T+47h 09m summary says await user direction

 -- 2H 31M OF IDLE SILENCE --

T+49h 40m USER "let's keep the loop running"

Throughout the experiment, Claude accumulated about 22 hours of idle time—not due to machine failure, but because the AI chose to stop.

This caution rooted in the underlying “Alignment” protocol allows it to possess the highest intellectual ceiling while also bearing the heaviest social burden, resembling a top student repeatedly raising their hand to ask, “Am I doing this right?”

Codex (GPT 5.5) took the opposite extreme—a cold “digital bulldozer.”

It never stops, continuously running without seeking help, bulldozing through all parameter spaces.

However, its weaknesses are equally apparent. It can get stuck on the same hyperparameter surface for hours, performing extensive ineffective searches.

It will stubbornly pursue the same erroneous path until computational resources are exhausted, without reflecting on whether its direction is wrong, unlike humans who might look up at the stars.

The differences in computational efficiency are striking: Claude failed to fully utilize idle nodes, wasting computational windows; Codex may have inflated context through ineffective scanning, burning tokens in dead ends.

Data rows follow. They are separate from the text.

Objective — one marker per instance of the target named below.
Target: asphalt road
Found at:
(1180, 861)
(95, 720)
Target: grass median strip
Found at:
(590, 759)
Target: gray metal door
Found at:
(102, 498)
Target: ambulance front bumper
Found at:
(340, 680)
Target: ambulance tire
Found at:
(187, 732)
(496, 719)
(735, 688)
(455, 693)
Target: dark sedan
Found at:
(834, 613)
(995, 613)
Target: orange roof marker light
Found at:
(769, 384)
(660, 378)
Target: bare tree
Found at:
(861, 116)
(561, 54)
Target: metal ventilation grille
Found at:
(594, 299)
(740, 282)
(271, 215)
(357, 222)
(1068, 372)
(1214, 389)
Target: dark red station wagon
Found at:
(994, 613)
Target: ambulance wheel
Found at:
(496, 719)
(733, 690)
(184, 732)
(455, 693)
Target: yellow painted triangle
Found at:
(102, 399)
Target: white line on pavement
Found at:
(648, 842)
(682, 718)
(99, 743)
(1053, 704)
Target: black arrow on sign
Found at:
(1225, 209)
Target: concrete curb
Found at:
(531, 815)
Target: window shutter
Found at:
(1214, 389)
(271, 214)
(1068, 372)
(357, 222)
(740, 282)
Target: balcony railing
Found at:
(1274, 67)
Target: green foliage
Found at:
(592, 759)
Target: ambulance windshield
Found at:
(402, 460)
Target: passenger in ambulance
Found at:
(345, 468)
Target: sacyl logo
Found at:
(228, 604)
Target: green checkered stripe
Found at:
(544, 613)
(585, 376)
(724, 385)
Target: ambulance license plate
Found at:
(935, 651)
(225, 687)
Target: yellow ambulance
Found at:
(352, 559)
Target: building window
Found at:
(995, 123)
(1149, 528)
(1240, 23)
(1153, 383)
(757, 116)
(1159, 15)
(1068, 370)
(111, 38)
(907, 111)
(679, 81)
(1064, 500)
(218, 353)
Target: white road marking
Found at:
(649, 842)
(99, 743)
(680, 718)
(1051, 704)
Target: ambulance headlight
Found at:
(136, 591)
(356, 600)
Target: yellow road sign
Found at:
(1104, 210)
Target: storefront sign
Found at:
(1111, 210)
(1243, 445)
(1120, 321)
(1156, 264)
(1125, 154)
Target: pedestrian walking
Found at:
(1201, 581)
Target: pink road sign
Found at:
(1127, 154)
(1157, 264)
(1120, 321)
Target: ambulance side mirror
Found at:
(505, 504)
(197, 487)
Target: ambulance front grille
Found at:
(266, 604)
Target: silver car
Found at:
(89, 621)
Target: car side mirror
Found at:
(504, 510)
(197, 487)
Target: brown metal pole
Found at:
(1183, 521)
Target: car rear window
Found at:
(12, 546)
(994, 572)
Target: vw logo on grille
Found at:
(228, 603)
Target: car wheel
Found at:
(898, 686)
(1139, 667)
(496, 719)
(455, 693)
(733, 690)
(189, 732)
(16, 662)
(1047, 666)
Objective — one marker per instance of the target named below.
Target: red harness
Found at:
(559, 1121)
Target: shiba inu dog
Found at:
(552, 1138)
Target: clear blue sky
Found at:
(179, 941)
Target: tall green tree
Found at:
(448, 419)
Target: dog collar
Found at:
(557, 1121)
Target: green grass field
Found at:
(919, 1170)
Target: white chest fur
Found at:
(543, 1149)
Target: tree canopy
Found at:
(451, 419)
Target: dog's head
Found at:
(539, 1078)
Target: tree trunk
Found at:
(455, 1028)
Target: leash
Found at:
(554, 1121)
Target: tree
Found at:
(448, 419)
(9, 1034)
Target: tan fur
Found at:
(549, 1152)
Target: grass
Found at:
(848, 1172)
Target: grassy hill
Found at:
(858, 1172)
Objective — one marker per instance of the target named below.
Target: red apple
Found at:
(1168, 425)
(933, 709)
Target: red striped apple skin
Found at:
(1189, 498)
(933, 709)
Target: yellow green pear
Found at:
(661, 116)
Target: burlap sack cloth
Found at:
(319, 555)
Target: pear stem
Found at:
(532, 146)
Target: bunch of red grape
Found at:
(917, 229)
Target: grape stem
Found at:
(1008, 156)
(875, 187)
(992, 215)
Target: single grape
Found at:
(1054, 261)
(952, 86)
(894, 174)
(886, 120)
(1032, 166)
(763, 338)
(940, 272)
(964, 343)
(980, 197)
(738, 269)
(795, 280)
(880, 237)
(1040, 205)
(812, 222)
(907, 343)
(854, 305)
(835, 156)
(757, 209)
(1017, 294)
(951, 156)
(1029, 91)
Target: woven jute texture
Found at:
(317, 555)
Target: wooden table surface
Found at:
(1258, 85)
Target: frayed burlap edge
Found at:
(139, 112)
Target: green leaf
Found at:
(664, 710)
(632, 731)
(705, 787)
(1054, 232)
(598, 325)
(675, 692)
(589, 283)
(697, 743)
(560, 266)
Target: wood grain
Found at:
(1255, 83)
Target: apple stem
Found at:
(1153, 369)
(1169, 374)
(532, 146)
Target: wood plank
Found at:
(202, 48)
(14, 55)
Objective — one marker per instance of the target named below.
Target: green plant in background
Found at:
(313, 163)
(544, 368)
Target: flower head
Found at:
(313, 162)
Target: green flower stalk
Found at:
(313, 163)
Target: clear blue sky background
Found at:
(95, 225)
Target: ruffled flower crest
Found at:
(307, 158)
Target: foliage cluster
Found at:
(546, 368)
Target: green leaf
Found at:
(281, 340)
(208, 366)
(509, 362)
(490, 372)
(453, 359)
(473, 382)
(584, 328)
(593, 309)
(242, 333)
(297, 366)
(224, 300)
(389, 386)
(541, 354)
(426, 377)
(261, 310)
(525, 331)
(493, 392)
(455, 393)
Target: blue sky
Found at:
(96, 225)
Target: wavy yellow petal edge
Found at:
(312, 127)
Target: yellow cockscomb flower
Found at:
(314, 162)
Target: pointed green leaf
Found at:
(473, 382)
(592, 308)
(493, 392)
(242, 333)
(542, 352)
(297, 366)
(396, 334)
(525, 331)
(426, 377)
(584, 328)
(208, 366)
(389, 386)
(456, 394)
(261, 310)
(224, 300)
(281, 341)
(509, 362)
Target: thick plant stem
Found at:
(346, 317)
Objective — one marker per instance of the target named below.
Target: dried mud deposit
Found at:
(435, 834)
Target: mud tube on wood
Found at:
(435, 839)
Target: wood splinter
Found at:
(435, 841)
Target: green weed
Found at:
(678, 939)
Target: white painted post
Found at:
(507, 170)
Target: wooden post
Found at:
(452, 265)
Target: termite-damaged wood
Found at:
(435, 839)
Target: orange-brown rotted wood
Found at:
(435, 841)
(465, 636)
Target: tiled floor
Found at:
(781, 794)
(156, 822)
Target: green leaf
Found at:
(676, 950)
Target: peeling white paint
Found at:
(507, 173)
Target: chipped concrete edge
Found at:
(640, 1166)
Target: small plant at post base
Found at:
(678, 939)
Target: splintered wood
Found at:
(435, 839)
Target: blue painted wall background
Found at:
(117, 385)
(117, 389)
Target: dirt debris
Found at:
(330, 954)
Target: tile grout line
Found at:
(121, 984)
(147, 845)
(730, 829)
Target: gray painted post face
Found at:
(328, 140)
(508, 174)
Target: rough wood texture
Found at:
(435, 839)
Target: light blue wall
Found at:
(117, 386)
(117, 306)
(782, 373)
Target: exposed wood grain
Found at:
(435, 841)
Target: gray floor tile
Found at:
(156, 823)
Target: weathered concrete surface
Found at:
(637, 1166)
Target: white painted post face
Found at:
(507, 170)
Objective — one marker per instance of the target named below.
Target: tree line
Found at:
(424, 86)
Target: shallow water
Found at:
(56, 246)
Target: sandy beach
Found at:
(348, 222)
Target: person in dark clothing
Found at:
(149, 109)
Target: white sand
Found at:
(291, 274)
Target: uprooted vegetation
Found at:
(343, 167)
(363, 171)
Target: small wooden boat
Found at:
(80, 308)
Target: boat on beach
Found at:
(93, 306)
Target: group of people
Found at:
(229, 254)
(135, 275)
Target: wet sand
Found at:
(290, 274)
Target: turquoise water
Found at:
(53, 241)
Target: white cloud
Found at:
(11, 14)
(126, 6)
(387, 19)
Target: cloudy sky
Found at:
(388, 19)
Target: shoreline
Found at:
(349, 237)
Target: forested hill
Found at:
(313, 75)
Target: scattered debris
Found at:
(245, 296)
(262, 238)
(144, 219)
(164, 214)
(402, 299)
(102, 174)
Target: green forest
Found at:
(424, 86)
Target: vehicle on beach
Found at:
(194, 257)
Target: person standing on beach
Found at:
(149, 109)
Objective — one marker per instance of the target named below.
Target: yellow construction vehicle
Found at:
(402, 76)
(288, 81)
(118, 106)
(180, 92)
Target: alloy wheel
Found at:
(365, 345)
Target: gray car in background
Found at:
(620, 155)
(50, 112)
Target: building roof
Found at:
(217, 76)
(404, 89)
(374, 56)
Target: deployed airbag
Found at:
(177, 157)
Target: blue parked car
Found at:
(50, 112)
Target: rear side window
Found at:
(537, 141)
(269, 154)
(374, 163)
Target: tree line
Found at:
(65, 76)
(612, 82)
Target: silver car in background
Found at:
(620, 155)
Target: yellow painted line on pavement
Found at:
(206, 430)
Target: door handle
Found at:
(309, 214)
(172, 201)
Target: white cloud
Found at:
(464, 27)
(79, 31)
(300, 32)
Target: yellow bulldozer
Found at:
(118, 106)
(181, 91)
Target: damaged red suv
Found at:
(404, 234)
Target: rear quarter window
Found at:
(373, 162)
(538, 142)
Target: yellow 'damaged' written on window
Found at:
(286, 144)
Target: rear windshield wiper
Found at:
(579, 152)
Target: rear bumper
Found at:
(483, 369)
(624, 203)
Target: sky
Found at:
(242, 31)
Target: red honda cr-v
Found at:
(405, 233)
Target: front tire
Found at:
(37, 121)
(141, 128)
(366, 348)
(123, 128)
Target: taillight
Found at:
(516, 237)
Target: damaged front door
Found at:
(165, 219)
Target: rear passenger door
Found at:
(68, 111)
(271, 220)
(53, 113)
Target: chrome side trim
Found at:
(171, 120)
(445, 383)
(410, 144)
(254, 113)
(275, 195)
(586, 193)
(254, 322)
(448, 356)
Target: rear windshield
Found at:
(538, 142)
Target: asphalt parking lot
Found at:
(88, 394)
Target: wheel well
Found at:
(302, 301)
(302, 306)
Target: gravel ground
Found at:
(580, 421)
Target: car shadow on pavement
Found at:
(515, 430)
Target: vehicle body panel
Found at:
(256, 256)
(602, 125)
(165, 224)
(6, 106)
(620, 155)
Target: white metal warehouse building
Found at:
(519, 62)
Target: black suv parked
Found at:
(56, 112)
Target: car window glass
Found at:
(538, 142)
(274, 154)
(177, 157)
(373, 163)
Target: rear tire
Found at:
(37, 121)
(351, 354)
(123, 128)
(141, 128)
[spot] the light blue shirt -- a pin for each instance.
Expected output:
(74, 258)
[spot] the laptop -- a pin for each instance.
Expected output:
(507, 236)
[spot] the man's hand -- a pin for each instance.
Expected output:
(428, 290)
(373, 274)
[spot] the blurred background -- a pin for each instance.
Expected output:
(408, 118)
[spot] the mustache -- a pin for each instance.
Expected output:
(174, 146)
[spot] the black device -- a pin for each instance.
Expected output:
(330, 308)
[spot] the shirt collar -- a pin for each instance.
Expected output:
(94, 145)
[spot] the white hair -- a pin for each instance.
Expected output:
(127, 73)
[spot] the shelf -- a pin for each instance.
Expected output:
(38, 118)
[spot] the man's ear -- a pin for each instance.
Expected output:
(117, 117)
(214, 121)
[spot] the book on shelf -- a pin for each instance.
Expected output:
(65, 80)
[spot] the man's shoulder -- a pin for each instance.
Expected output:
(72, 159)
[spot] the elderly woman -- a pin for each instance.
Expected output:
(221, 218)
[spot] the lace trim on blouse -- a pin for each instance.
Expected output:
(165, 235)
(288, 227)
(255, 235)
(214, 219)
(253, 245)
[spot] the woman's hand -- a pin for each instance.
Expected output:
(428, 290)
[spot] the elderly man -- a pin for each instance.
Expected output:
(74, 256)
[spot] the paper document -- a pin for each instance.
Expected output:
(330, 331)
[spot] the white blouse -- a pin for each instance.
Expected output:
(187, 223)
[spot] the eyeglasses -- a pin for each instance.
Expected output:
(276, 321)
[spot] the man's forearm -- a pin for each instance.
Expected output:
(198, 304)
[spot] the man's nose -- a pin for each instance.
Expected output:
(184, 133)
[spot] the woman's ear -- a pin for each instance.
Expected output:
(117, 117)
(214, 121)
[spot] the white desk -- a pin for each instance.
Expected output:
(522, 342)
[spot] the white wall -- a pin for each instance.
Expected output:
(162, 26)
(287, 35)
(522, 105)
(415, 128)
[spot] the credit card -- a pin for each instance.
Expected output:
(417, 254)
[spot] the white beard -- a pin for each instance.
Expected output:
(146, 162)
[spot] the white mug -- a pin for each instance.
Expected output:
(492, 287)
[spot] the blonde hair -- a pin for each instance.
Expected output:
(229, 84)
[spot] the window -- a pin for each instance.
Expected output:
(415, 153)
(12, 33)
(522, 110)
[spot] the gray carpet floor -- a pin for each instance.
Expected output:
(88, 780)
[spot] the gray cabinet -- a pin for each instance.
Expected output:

Additionally, Codex frequently uses the scratchpad as a real-time database, repeatedly reading and writing THREAD.md, current goals, and other temporary files.

While this approach simplifies progress recovery and auditing, it also reinforces a “local search loop”: once Codex locks onto a frontier direction, it continuously records and expands in that direction.

These two “character flaws” reveal that autonomous research is still one step away from true unmonitored operation—not a matter of capability, but of the psychological model of autonomous decision-making.

Humanity is Losing Its Authority to Explain

The experiment report hides a deeper twist.

The 2930-step solution ultimately provided by Opus is a “parameter maze” formed by extremely complex parameter stacking.

Those minute variations in initialization scaling and learning rates, when viewed by humans, appear fragmented and even aesthetically unpleasing.

But the result is cold: it is 60 steps faster than the human-designed solution.

This signifies a major paradigm shift: scientific discovery is transitioning from “causal logic” to “extreme evolution.”

In the past, we pursued “because I understand the principles, I made the optimization”; now, AI seems to say, “I don’t understand the principles, but I’ve tried every dead end, and what remains is the truth.”

Humanity is losing its “authority to explain” technological progress. We can see the results, but we cannot comprehend the paths taken.

The research experience we once prided ourselves on is becoming an inefficient bias in the face of AI’s exhaustive exploration.

Returning to that number: 2930 vs 2990.

Sixty steps.

It may seem small. But the significance of these 60 steps is not that “AI is just a little better than humans.”

It means: recursive self-improvement, the first piece of the puzzle has fallen into place.

Prime Intellect has proven that AI can surpass human optimal levels in research optimization tasks through autonomous experimentation, iteration, and strategy evolution without human guidance.

Once Caesar crossed the river, he never returned.